DANA POINT, Calif. — Watch out, Netflix. Apple, the richest company in technology, is finally moving into original video content.
Apple said Monday night that it would introduce its first two television-style video series on Apple Music, its subscription music-streaming service, in the spring.
Other original videos, including scripted dramas, are planned over the next year as Apple tries to build Apple Music into a cultural platform, said Jimmy Iovine, who heads the $10-a-month service.
“There are a bunch of projects. We’re in it. This is what Apple Music is going to be,” Mr. Iovine said in an interview Monday night. “Apple Music will have video and other things that I can’t talk about. We’re going to be aggressive about it.”
Apple is still primarily a smartphone company.
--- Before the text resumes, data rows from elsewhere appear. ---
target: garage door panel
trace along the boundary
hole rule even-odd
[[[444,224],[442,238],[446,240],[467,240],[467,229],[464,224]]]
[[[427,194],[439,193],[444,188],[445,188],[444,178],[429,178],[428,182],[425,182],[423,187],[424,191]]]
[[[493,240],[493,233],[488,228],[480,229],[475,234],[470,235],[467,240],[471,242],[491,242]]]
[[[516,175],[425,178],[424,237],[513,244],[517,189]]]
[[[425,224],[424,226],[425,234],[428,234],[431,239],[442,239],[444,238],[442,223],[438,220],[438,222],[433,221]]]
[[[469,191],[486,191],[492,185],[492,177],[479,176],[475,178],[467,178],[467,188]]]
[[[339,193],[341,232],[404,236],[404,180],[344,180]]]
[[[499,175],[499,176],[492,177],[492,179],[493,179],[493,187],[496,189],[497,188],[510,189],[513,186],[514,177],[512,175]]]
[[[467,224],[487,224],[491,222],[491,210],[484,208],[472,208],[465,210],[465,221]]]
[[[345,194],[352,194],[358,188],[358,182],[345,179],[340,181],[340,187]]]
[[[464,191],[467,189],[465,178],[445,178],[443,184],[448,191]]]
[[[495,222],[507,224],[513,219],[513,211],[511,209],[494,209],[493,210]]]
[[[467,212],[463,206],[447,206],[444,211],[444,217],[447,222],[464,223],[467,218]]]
And despite sitting on $246 billion in cash and marketable securities, it insists it has no short-term plans to directly challenge streaming-video giants like Netflix and Amazon, which are increasingly commissioning high-quality original shows to attract and retain subscribers.
“We’re not out to buy a bunch of shows,” Eddy Cue, Apple’s senior vice president for software and services, said during an onstage interview at the Code Media technology conference Monday night.
But Apple does intend to use original video to help distinguish Apple Music, which began in June 2015 and has attracted more than 20 million subscribers, from competitors like Spotify. “We’re trying to do things that are unique and cultural,” Mr. Cue said.
Much like MTV did in its heyday, that means going beyond music.
Apple aired a trailer for the first show, “Carpool Karaoke,” at the Grammy Awards on Sunday. The series, a spinoff of James Corden’s running sketch on “The Late Late Show,” will be available to Apple Music subscribers in April.
The second program, “Planet of the Apps,” is a reality TV series about iPhone app developers competing to build the next great app. In the show, developers will make 60-second pitches, receive mentoring from the musician Will.i.am, the actors Jessica Alba or Gwyneth Paltrow, or the social media entrepreneur Gary Vaynerchuk to develop their ideas, and then try to persuade a venture capital fund, Lightspeed Venture Partners, to invest in them. The winners will get prime billing in Apple’s App Store.
“What does it take to be an app developer? Who are they?” Mr. Cue said, showing a trailer of the show with Ben Silverman, the veteran TV producer who brought the project to Apple. “Customers are going to love it.”
Mr. Iovine said that Apple Music was also working on other video projects that are “so opposite” to the first two.
“We’re doing dramas,” he said. “They just take much longer.”
Also under consideration, he said, is a way for musicians to interact with their audiences. “We’re still experimenting,” he said.
Mr. Iovine was a successful record producer before joining Apple in 2014 when he and the musician Dr. Dre sold the headphone-maker Beats Electronics to Apple for $3 billion. At Beats, Mr. Iovine said, “I didn’t see a stand-alone model that was going to work.”
Apple, by contrast, had vast resources to invest in building a music service.
Discussing Apple’s broader video ambitions, Mr. Cue said that the company was currently focused on two problems: how to make it easier to discover already-available content, and how to make it easier for video creators to innovate.
He dismissed suggestions, however, that Apple wanted to compete with cable and satellite companies by bundling a group of video channels and selling subscriptions to its users.
“We are happy doing the things we are doing today,” he said. “Where it goes, we don’t know.”